When simulating a hardware logic design in an MPP environment, or executing any other type of computer program in such an environment, debugging the program may become necessary. Properly performed debugging of the computer program reduces the probability of errors that could result in a malfunction. In the case of hardware logic design simulation, such an error might result in the eventual fabrication of computer hardware that does not work as expected. Such a malfunction is expensive and wasteful, so debugging plays an important role.
One common method for debugging is to single-step the execution of the computer program. Each step represents an instruction executed on a processor of the computer. At each step, the state of the simulation system, including the variables and registers, is examined. By examining the state of the simulation system at each progressive step, the person debugging the program is able to inspect the program and determine precisely where the problem begins to manifest itself. Once this is known, the person is better able to correct the program and remove the bug.
Another common method for debugging is to insert a breakpoint into the program so execution of the program stops at the inserted breakpoint. This is similar to single-stepping, but the breakpoint is used to specify a specific place to stop execution and examine the state of the simulation system. Breakpoints may normally be inserted at any instruction in a sequence of instructions. At the breakpoint, a determination may be made if there is a problem with the program at that point. By changing the breakpoint, the manifestation of the problem may be precisely found and can then be corrected.

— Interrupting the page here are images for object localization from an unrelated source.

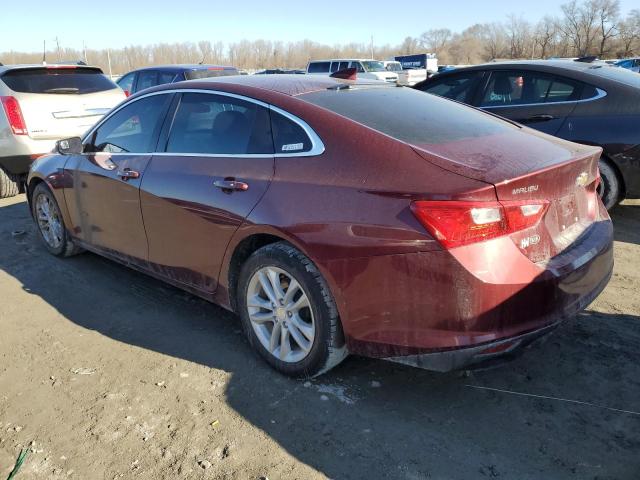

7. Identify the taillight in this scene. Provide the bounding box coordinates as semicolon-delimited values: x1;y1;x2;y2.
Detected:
1;96;28;135
411;200;549;249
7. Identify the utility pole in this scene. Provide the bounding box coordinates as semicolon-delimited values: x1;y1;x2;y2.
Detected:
42;40;47;65
107;48;113;79
370;35;374;59
55;37;61;62
83;41;88;64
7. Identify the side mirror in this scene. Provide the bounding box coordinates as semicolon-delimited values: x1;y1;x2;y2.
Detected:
56;137;83;155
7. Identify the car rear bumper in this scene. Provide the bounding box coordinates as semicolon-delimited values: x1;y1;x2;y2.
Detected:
383;261;611;371
0;137;56;174
328;216;613;368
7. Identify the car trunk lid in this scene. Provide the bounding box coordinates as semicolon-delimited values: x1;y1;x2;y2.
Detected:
411;128;603;263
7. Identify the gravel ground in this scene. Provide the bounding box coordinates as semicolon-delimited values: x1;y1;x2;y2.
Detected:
1;194;639;480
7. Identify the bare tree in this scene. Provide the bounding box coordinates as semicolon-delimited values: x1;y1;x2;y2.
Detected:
534;16;560;58
419;28;451;56
595;0;621;57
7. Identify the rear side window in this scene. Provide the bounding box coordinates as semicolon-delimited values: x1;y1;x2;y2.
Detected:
302;86;511;145
1;67;117;94
270;111;312;153
184;68;239;80
166;93;274;155
480;71;580;107
90;94;172;153
418;72;481;103
308;62;330;73
136;70;160;92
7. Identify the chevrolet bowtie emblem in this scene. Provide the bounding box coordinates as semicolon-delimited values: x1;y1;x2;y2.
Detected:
576;171;589;187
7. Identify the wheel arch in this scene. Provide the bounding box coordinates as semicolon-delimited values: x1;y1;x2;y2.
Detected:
220;227;346;327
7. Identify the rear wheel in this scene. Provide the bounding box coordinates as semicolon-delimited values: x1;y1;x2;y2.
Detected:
237;242;347;377
31;183;82;257
597;158;622;210
0;167;20;199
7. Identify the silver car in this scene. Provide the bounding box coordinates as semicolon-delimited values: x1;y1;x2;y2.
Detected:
0;64;125;197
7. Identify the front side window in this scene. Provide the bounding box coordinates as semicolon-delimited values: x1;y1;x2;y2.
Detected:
349;61;365;73
90;94;171;153
361;61;386;72
419;72;481;103
166;93;274;155
480;71;580;107
308;62;330;73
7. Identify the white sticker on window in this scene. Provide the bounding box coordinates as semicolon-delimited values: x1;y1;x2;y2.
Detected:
281;143;303;152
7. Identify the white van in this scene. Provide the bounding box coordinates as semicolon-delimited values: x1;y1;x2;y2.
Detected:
306;59;398;83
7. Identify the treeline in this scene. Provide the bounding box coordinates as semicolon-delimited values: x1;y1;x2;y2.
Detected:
1;0;638;74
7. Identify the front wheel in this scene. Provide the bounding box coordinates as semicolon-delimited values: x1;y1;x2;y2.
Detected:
597;158;622;210
237;242;347;377
31;183;82;257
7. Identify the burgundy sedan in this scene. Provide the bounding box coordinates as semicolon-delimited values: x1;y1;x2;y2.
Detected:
27;75;613;377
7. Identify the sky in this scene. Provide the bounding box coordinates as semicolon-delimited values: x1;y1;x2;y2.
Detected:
3;0;638;53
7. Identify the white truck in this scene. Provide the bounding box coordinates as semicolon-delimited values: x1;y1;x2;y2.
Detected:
392;54;438;86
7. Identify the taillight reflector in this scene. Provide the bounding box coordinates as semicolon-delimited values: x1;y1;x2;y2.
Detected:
0;96;28;135
411;200;549;249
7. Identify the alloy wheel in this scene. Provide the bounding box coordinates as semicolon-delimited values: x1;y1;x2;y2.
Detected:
35;193;63;249
246;266;315;363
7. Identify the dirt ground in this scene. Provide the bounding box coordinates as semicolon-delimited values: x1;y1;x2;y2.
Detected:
0;194;639;480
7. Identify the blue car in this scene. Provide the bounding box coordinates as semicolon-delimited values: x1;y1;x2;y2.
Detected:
116;65;239;96
614;58;640;73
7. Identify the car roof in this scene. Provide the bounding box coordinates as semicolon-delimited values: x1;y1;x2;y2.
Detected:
456;59;611;72
308;59;378;63
151;73;393;97
129;64;237;73
0;64;102;74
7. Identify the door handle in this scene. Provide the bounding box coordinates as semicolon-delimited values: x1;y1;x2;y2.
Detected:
525;114;555;122
116;168;140;181
213;179;249;191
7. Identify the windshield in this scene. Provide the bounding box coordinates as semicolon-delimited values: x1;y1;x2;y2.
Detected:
0;67;117;94
361;61;386;72
385;63;402;72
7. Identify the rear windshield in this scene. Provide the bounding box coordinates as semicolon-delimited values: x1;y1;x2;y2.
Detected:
0;67;117;94
185;68;239;80
585;64;640;88
302;86;513;144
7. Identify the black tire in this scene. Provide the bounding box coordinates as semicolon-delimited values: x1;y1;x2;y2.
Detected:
597;158;622;210
237;242;347;378
0;167;20;199
31;182;83;257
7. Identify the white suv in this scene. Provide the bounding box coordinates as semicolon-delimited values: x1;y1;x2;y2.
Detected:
0;64;125;197
307;59;398;83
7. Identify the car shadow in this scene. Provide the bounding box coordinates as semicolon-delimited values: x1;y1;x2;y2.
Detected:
1;198;640;479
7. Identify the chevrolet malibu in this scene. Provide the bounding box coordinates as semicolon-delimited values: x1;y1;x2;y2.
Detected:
27;75;613;377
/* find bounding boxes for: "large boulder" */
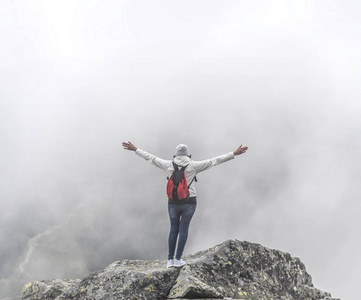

Single-stepping a program or performing a breakpoint in an environment where there are tens of thousands of parallel processors can be extremely difficult. In particular, MPP environments include a massive number of parallel processors, each executing instructions simultaneously. There is no effective way to synchronously halt a massive number of processors executing simultaneously. In particular, to halt all of the processors requires a global signal to be sent to all of the processors. The time the global signal takes to propagate through the system to reach each of the processors differs depending on the distance the signal has to travel. Thus, some of the processors in the system surpass the intended stopping point where the global signal attempted to stop the processors, which makes debugging impossible. Thus, clock skew and speed of light considerations prevent gated clocks and global control systems from being used.